La Cour devait notamment vérifier si cette collecte ne constituait pas, au titre des exceptions limitativement énoncées par la Directive (article 3.2 repris à l’article 2 du RGPD), un traitement exclu de son champ d’application comme traitement « mis en œuvre pour l’exercice d’activités qui ne relèvent pas du champ d’application du droit communautaire, telles que celles prévues aux titres V et VI du traité sur l’Union européenne, et, en tout état de cause, aux traitements ayant pour objet la sécurité publique, la défense, la sûreté de l’État (y compris le bien-être économique de l’État lorsque ces traitements sont liés à des questions de sûreté de l’État) et les activités de l’État relatives à des domaines du droit pénal, » ou comme traitement réalisé par « une personne physique dans le cadre d’une activité strictement personnelle ou domestique »..

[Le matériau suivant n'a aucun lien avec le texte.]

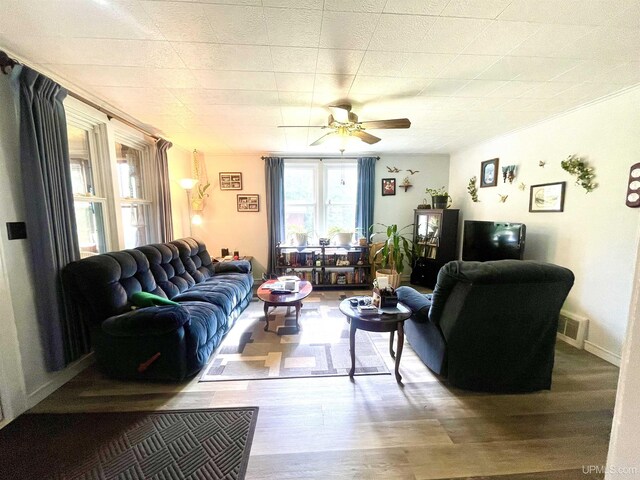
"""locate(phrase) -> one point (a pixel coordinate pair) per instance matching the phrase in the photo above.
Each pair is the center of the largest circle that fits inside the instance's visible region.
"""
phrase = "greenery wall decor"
(473, 189)
(583, 172)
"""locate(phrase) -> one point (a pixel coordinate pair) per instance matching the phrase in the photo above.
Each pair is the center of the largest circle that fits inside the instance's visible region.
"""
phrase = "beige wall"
(223, 226)
(179, 167)
(596, 235)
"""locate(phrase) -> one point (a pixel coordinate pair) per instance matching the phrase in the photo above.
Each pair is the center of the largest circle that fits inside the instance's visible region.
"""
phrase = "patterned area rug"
(321, 348)
(193, 444)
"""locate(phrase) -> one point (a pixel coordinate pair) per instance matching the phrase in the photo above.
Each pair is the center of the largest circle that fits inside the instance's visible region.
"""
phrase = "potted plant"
(299, 235)
(343, 236)
(197, 202)
(393, 252)
(439, 197)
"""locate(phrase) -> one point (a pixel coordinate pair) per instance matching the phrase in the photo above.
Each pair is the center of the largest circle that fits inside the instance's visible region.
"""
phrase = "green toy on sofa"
(157, 311)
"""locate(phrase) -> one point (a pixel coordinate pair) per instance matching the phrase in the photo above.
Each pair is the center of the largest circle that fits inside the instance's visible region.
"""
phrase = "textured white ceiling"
(221, 75)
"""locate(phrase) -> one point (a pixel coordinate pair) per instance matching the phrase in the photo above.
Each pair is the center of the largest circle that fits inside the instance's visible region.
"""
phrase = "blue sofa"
(165, 342)
(489, 326)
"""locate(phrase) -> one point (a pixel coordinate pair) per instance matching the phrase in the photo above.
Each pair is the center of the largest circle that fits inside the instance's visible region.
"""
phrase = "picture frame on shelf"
(489, 173)
(388, 186)
(547, 197)
(230, 180)
(248, 202)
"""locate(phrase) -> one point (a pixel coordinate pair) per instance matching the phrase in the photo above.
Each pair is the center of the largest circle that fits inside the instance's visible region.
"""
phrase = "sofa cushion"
(196, 258)
(103, 284)
(146, 299)
(225, 290)
(204, 332)
(237, 266)
(167, 268)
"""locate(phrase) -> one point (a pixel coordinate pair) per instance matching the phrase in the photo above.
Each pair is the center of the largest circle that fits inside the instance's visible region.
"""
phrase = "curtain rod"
(322, 158)
(7, 63)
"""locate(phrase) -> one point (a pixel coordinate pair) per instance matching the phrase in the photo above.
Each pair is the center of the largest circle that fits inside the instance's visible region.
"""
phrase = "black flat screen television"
(483, 241)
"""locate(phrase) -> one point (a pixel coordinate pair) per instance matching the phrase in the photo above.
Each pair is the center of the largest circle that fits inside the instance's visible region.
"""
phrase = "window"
(111, 180)
(320, 196)
(88, 203)
(135, 204)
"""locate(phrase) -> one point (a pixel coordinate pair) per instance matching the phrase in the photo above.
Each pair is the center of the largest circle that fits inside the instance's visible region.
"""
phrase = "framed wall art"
(248, 203)
(230, 180)
(547, 197)
(388, 186)
(489, 173)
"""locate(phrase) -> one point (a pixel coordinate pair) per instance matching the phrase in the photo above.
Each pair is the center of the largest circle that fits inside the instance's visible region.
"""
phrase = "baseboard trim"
(603, 353)
(60, 378)
(568, 341)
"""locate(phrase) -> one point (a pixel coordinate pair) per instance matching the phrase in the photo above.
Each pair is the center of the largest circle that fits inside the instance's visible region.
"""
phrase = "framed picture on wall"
(248, 203)
(230, 180)
(489, 173)
(388, 186)
(547, 197)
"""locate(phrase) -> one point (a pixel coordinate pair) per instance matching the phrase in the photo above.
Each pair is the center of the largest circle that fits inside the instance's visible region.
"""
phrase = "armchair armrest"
(417, 303)
(148, 321)
(233, 266)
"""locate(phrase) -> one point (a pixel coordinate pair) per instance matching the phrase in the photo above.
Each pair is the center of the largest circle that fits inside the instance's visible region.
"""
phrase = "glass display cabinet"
(435, 238)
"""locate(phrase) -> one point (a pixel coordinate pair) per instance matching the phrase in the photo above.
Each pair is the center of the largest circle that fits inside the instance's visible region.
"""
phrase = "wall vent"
(572, 329)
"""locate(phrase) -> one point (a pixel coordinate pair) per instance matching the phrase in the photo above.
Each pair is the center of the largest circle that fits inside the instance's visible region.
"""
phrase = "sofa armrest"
(233, 266)
(150, 321)
(418, 303)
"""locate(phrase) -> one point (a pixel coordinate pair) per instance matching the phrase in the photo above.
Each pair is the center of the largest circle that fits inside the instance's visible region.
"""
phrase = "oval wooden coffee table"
(271, 299)
(385, 322)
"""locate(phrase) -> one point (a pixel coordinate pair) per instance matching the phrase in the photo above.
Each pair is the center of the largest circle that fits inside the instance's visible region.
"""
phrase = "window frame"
(321, 169)
(103, 133)
(147, 178)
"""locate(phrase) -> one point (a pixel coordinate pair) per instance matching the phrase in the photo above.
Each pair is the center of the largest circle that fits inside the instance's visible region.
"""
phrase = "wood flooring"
(372, 428)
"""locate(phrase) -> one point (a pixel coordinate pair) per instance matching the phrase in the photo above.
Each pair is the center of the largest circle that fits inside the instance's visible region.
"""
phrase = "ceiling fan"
(343, 123)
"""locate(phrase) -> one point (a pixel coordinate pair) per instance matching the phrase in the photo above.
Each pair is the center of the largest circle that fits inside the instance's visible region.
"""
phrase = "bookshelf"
(330, 266)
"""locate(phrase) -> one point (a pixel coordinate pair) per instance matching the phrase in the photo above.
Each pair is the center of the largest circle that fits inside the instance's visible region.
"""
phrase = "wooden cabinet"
(329, 266)
(435, 237)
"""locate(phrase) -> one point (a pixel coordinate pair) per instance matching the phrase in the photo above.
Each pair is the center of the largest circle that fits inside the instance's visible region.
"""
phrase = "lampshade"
(188, 183)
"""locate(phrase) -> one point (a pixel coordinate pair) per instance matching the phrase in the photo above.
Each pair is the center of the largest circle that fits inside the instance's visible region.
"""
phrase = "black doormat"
(187, 444)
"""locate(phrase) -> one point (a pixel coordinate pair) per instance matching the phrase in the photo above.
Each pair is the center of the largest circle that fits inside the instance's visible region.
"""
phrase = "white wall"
(179, 161)
(596, 234)
(623, 448)
(399, 208)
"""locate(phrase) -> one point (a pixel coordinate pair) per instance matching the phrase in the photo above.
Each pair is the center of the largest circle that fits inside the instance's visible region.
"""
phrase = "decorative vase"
(392, 275)
(441, 201)
(299, 239)
(419, 271)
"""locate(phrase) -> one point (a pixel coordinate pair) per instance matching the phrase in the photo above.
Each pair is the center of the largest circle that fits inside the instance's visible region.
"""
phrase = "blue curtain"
(49, 212)
(274, 175)
(366, 194)
(164, 196)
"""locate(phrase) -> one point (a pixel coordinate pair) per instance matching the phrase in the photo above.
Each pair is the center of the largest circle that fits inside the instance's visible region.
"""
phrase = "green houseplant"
(394, 250)
(439, 197)
(298, 234)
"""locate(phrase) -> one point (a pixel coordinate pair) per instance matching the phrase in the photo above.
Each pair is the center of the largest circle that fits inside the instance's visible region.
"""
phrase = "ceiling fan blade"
(365, 137)
(340, 112)
(322, 139)
(392, 123)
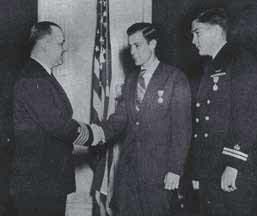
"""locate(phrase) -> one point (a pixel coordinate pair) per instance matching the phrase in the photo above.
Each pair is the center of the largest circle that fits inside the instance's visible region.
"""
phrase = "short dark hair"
(39, 30)
(214, 16)
(149, 30)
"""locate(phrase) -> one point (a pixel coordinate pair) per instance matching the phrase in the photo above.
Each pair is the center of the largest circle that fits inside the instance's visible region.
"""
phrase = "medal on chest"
(215, 78)
(160, 96)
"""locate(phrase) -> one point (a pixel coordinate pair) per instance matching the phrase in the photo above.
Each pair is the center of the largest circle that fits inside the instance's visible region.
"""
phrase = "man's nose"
(194, 40)
(132, 50)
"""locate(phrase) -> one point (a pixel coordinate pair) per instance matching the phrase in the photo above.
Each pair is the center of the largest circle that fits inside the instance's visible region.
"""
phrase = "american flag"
(101, 78)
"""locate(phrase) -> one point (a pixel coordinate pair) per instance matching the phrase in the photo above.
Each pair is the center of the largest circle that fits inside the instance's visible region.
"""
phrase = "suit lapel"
(44, 74)
(61, 92)
(132, 94)
(156, 83)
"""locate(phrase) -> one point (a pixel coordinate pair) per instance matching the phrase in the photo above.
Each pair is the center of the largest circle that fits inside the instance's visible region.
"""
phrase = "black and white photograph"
(128, 108)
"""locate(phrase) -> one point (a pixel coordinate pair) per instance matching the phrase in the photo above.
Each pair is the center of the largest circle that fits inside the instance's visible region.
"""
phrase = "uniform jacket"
(225, 117)
(44, 132)
(158, 135)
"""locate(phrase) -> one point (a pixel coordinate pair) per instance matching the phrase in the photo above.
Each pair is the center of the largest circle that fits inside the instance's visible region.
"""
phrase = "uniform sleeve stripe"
(82, 137)
(233, 151)
(234, 155)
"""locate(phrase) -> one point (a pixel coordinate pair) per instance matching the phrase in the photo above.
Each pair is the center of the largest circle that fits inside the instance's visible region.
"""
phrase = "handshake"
(89, 135)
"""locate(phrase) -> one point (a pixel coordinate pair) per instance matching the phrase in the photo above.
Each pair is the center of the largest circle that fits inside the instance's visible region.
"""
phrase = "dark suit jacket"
(8, 72)
(44, 132)
(158, 136)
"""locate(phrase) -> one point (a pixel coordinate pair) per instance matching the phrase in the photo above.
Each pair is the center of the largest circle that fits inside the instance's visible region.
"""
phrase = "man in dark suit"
(8, 71)
(224, 150)
(155, 114)
(43, 172)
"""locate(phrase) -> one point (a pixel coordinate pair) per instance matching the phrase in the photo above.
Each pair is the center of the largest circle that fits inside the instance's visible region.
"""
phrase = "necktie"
(141, 87)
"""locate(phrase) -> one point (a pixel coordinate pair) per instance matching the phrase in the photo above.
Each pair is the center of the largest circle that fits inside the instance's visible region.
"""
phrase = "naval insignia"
(236, 147)
(215, 78)
(160, 96)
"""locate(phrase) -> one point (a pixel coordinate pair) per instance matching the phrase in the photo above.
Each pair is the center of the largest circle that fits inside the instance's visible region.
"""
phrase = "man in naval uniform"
(225, 120)
(155, 114)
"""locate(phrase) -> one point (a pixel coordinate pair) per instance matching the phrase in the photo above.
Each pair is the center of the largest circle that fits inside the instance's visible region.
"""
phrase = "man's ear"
(153, 43)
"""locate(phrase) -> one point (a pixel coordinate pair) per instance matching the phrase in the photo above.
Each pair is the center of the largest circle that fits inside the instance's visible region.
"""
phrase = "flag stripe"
(101, 77)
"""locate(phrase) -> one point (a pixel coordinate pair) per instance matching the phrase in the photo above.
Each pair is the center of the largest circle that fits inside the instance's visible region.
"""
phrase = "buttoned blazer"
(158, 135)
(44, 132)
(225, 119)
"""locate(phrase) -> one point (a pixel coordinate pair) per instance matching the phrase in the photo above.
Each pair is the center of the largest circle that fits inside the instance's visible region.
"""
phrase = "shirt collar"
(151, 68)
(42, 64)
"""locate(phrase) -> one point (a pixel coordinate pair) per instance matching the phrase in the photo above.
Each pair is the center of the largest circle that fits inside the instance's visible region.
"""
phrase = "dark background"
(16, 18)
(175, 16)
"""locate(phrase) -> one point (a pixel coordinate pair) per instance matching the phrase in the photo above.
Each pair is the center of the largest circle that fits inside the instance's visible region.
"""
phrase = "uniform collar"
(223, 57)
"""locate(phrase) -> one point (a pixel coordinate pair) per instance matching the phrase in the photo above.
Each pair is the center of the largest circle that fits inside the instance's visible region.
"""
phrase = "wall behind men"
(78, 19)
(16, 18)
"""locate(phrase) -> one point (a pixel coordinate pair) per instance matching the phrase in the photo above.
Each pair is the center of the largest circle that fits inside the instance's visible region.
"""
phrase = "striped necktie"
(141, 87)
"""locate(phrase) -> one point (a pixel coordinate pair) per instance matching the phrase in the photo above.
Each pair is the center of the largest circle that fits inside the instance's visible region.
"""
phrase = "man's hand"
(195, 184)
(171, 181)
(228, 179)
(98, 134)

Sur la catégorie des activités propres aux États ou aux autorités étatiques, étrangères aux domaines d’activité des particuliers, la Cour a estimé que la collecte de données à caractère personnel par des membres de la communauté des témoins de Jéhovah, dans le cadre d’une activité de prédication de porte-à-porte, relevait exclusivement d’une démarche religieuse de particuliers. Une telle activité ne constitue pas une activité propre aux autorités étatiques et ne saurait dès lors être assimilée à celles visées à l’article 3, paragraphe 2, premier tiret, de la directive 95/46.

Cette activité pouvait-elle néanmoins relever de l’exercice d’activités non pas simplement personnelles ou domestiques, mais « exclusivement » personnelles ou domestiques.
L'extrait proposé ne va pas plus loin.